Le viol de Lucrèce et la naissance de la République romaine

Elle s'appelait Lucrèce. C'était une femme belle et vertueuse et l'épouse de Lucius Tarquinius Collatinus, dit Tarquin Collatin, un commandant de l'armée romaine. Les gens qui la connaissaient avaient une haute opinion d'elle et appréciaient sa gentillesse, sa loyauté et sa magnifique beauté.

Un roi brutal

Nous sommes au 6ème siècle avant JC et Lucius Tarquinius Superbus est le septième et dernier roi de Rome. Tarquinius Superbus ou Tarquin le Superbe provenait d'une lignée de rois étrusques qui régnaient sur Rome depuis des siècles. Il était le fils (ou petit-fils) de Lucius Tarquinius Priscus, le cinquième roi de Rome et était marié à la fille de Servius Tullius, le sixième roi de Rome: Servius Tullius avait marié ses deux filles, Tullia Major (Tullie l'Aînée) et Tullia Minor (Tullie la Jeune), respectivement à Tarquin et à son frere Arruns afin d'éviter d'autres conflits dans la monarchie. Tullie La Jeune était ambitieuse alors que son mari Arruns, qu'elle finira par haïr, ne l'était pas. Tarquin était lui aussi très ambitieux et il conspira pour assassiner son frère aîné et sa femme, Tullie l'Aînée. Apres le meurtre horrible de leurs frères et soeurs, Tarquin et Tullie la Jeune se marièrent.

jean bardin tullia

Tullia fait passer son char sur le corps de son père
Jean Bardin (ca. 1765) CC-PD-Mark

L'ambitieuse Tullie persuada alors son mari d'assassiner son propre père afin d'usurper le trône. Selon les dires de l'époque, à son retour de la Curie où son mari fut finalement declaré roi, elle vit le corps de son père étendu mort dans la rue. A la vue du corps, son cocher frémit et arrêta les chevaux fougueux. Tullie saisit alors les rênes et roula sur le corps ensanglanté de son père.
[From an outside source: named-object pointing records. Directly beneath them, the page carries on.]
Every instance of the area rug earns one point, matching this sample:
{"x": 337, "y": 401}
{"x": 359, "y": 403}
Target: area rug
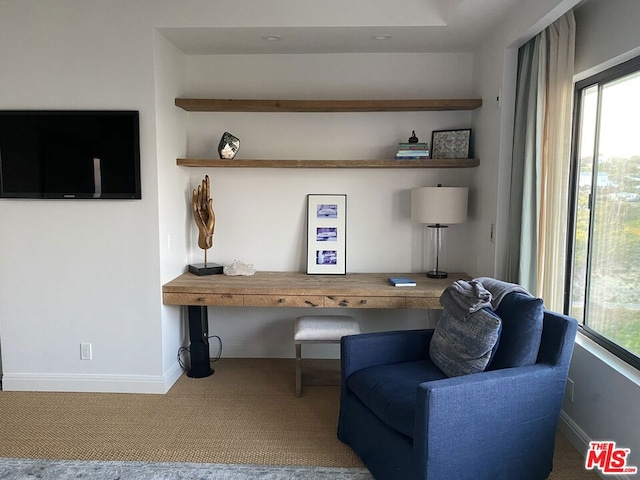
{"x": 28, "y": 469}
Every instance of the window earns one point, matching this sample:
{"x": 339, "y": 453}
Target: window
{"x": 603, "y": 290}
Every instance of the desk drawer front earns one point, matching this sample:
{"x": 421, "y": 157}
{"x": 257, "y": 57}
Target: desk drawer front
{"x": 424, "y": 302}
{"x": 282, "y": 301}
{"x": 220, "y": 300}
{"x": 364, "y": 302}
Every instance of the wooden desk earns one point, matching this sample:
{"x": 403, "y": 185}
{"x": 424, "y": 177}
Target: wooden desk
{"x": 292, "y": 289}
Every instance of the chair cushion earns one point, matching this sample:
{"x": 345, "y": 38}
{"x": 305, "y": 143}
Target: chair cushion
{"x": 324, "y": 328}
{"x": 464, "y": 345}
{"x": 389, "y": 391}
{"x": 522, "y": 319}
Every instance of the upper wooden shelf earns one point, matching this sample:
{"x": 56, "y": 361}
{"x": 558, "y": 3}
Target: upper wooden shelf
{"x": 427, "y": 163}
{"x": 242, "y": 105}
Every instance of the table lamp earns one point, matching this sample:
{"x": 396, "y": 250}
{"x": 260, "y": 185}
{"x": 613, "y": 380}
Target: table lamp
{"x": 439, "y": 207}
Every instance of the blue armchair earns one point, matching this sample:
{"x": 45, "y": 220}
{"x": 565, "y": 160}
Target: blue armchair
{"x": 407, "y": 420}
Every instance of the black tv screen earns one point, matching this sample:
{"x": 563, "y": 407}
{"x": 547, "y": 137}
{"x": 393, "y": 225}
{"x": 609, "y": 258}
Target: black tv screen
{"x": 69, "y": 154}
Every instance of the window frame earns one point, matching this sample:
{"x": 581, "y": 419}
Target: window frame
{"x": 600, "y": 79}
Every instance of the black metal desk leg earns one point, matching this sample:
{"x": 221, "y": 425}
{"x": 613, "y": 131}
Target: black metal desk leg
{"x": 199, "y": 338}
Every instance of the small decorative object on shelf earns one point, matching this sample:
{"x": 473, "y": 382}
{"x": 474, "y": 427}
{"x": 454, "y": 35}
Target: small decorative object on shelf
{"x": 451, "y": 143}
{"x": 402, "y": 282}
{"x": 239, "y": 268}
{"x": 228, "y": 146}
{"x": 412, "y": 149}
{"x": 202, "y": 206}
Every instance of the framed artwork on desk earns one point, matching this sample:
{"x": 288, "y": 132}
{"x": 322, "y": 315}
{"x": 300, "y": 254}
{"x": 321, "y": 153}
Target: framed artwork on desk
{"x": 326, "y": 234}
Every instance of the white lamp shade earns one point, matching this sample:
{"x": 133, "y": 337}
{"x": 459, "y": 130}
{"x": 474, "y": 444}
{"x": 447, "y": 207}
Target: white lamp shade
{"x": 443, "y": 205}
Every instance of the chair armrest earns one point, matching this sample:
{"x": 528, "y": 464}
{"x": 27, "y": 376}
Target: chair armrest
{"x": 381, "y": 348}
{"x": 502, "y": 414}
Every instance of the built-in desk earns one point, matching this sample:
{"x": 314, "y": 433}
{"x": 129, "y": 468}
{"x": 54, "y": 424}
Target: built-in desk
{"x": 292, "y": 289}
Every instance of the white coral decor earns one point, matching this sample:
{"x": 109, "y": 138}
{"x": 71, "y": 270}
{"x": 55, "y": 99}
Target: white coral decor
{"x": 239, "y": 268}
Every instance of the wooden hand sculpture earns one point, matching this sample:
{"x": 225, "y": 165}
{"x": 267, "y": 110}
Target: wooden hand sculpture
{"x": 202, "y": 205}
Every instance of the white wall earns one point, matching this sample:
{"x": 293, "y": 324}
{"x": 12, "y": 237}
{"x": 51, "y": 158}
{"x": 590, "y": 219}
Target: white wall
{"x": 80, "y": 271}
{"x": 74, "y": 271}
{"x": 261, "y": 213}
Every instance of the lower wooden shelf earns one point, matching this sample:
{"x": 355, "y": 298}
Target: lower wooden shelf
{"x": 423, "y": 163}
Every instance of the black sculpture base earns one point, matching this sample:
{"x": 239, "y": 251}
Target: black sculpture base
{"x": 206, "y": 268}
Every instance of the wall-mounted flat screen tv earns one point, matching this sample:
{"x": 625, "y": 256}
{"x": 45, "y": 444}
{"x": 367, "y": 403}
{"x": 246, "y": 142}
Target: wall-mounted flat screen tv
{"x": 69, "y": 154}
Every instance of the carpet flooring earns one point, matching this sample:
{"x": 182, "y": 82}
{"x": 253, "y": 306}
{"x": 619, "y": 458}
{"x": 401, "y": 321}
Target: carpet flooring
{"x": 23, "y": 469}
{"x": 244, "y": 414}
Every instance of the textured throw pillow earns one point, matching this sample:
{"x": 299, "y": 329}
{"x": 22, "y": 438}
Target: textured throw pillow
{"x": 522, "y": 317}
{"x": 461, "y": 346}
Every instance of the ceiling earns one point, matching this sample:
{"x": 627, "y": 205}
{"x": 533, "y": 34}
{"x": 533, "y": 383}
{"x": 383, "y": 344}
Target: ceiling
{"x": 305, "y": 27}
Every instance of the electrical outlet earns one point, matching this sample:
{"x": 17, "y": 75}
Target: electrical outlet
{"x": 568, "y": 391}
{"x": 85, "y": 351}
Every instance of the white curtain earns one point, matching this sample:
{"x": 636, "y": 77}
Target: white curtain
{"x": 541, "y": 161}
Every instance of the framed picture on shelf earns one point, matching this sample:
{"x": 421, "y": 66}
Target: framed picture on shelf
{"x": 326, "y": 234}
{"x": 451, "y": 143}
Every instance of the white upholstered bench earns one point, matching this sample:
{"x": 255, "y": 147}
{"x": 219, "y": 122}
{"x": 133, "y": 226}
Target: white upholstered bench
{"x": 320, "y": 329}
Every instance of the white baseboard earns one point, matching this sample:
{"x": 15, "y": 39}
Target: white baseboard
{"x": 580, "y": 440}
{"x": 46, "y": 382}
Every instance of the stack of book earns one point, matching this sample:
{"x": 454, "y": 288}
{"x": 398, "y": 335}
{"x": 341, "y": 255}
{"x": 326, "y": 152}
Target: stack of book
{"x": 407, "y": 151}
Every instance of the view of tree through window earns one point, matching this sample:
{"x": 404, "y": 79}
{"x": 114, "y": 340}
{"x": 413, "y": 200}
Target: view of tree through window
{"x": 606, "y": 253}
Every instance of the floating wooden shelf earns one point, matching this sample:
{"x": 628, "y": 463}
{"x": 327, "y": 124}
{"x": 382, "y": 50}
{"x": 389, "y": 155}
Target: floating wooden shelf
{"x": 244, "y": 105}
{"x": 237, "y": 163}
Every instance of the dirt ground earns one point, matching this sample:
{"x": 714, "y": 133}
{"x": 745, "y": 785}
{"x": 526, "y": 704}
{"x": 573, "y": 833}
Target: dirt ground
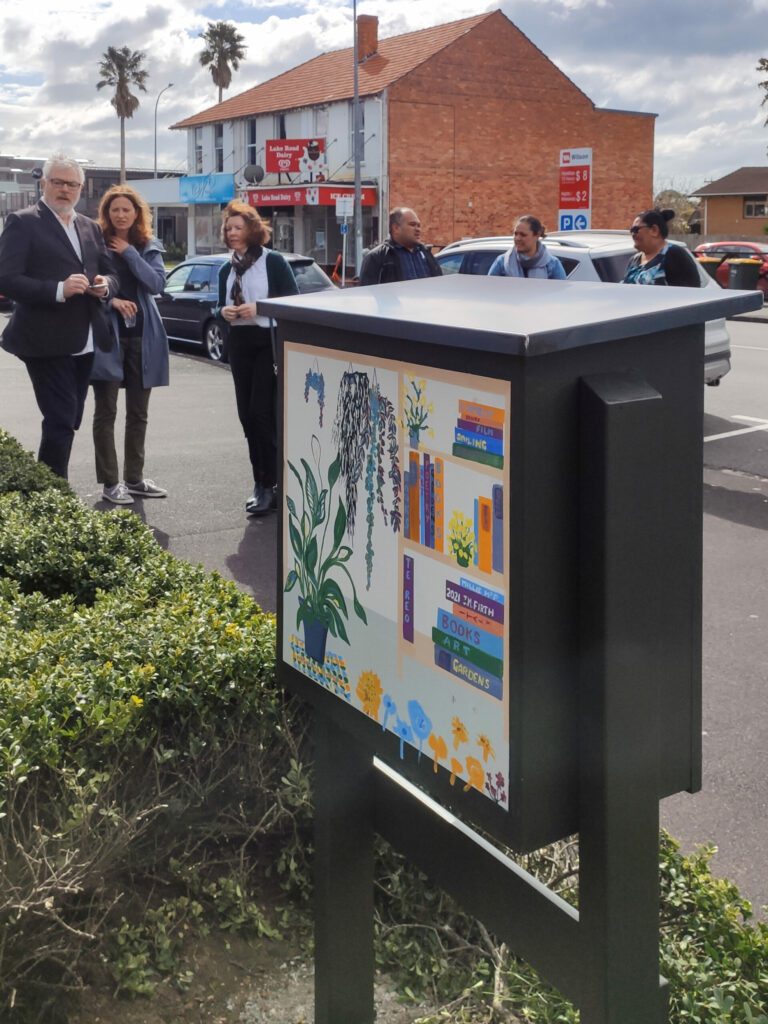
{"x": 237, "y": 983}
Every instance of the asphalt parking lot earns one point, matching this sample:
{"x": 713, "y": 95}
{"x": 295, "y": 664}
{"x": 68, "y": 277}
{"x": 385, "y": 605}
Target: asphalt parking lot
{"x": 196, "y": 450}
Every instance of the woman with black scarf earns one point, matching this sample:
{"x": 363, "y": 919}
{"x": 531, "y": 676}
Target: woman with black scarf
{"x": 253, "y": 273}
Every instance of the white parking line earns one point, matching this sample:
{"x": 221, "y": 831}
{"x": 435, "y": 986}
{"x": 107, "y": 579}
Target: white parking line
{"x": 762, "y": 425}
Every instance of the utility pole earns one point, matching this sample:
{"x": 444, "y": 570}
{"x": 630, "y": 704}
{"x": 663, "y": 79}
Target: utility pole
{"x": 357, "y": 217}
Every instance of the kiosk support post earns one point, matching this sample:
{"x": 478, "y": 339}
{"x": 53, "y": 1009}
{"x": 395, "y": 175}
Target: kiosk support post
{"x": 622, "y": 516}
{"x": 343, "y": 877}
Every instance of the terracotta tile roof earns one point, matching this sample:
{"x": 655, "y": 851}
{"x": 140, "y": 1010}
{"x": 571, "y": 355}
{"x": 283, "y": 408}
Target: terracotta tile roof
{"x": 744, "y": 181}
{"x": 330, "y": 77}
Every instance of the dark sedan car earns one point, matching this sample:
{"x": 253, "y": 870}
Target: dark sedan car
{"x": 190, "y": 294}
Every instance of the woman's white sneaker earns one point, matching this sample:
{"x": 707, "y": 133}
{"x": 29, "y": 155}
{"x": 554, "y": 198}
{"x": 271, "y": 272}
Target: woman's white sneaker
{"x": 118, "y": 495}
{"x": 145, "y": 488}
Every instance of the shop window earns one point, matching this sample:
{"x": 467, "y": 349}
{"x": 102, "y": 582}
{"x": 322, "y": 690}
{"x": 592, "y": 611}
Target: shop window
{"x": 251, "y": 140}
{"x": 321, "y": 122}
{"x": 218, "y": 147}
{"x": 756, "y": 206}
{"x": 198, "y": 151}
{"x": 351, "y": 133}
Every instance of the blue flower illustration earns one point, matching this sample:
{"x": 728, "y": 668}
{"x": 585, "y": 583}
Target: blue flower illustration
{"x": 422, "y": 725}
{"x": 403, "y": 730}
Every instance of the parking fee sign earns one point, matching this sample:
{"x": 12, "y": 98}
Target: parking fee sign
{"x": 574, "y": 211}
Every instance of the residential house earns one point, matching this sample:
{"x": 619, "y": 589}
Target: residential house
{"x": 736, "y": 206}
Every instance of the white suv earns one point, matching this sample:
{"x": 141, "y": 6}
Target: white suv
{"x": 588, "y": 256}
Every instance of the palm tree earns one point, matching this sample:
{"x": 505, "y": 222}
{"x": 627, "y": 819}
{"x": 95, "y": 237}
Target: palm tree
{"x": 120, "y": 70}
{"x": 223, "y": 51}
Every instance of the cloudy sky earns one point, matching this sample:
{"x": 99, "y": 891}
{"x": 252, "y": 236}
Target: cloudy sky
{"x": 690, "y": 61}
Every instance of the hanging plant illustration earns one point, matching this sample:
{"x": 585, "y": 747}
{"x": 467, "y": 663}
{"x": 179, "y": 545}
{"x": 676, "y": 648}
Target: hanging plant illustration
{"x": 351, "y": 434}
{"x": 416, "y": 410}
{"x": 366, "y": 433}
{"x": 318, "y": 560}
{"x": 315, "y": 382}
{"x": 461, "y": 539}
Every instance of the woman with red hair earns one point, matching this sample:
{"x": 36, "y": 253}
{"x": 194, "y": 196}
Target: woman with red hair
{"x": 138, "y": 359}
{"x": 253, "y": 273}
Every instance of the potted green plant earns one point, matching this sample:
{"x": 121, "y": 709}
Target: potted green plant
{"x": 461, "y": 539}
{"x": 320, "y": 559}
{"x": 416, "y": 410}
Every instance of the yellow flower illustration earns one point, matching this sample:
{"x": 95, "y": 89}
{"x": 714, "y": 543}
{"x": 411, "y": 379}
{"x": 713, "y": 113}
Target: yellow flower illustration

Le sang de son père éclaboussa son char et ses vêtements.

Sous Tarquin le Superbe la brutalité et la décadence fleurirent. Tarquin n'hésitait pas à utiliser la violence pour maintenir le pouvoir. Il ne respectait pas le Sénat et la plupart des traditions romaines. Alors que lui et ses proches se consacraient au plaisir, ses acolytes menaient des campagnes de meurtre politique pour éliminer toute opposition. Tarquin mit à mort un certain nombre de sénateurs et diminua considérablement l'influence et l'autorité du Sénat. Les Romains qui avaient fini par accepter la lignée de rois étrusques, se mirent à haïr tout ce que les Étrusques representaient. Leur ressentiment devint très vif.

En 509 av. JC, le roi était en guerre contre les Rutuli (de l'ancien mot italique "rudhuli" signifiant "les blonds"). Les Rutuli étaient très riches et Tarquin voulait récolter le butin de guerre croyant que ce butin apaiserait les Romains. Il tenta de prendre d'assaut la ville d'Ardée (Ardea), la capitale des Rutuli (située à 35 km au sud de Rome). Voyant sa tentative sans succès, il assiégea la ville.

Le viol de Lucrèce

Le commandant de l'armée, Collatin, était au camp militaire romain à l'extérieur d'Ardée durant le siège. Tandis que les soldats ordinaires travaillaient sur les fortifications du camp, Collatin ainsi que d'autres jeunes nobles de l'armée du roi passaient leur temps à boire et à converser. La conversation tourna en débat sur les vertus de leurs femmes respectives. Collatin affirma que sa femme Lucrèce était la plus dévouée et la plus fidèle des épouses. La discussion devint de plus en plus animée et les jeunes nobles, y compris le fils du roi, Sextus Tarquinius (Sextus Tarquin), décidèrent de régler le débat en rendant visite par surprise à leurs femmes afin de déterminer laquelle était la plus vertueuse. Visite après visite, les hommes découvrirent leurs épouses en train de s'amuser. Quand ils entrèrent tard dans la nuit dans la maison de Collatin à Collatia, ils virent sa femme Lucrèce en train de filer de la laine avec ses servantes sous la lumière des lampes dans le hall de la maison. Selon Tite-Live: "Lucrèce eut tous les honneurs du défi." (Ab Urbe Condita Libri Livre I. LVII). Lucrèce reçut gracieusement les nobles. Sextus Tarquin, fils du roi et cousin de Collatin, remarqua sa beauté éblouissante et sa vertu, ce qui alluma en lui la flamme du désir. Selon Tite-Live: "Ce fut alors que S. Tarquin conçut l'odieux désir de posséder Lucrèce, fût-ce au prix d'un infâme viol. Outre la beauté de cette femme, une réputation de vertu si éprouvée piquait sa vanité." (Ab Urbe Condita Libri Book I. LVII )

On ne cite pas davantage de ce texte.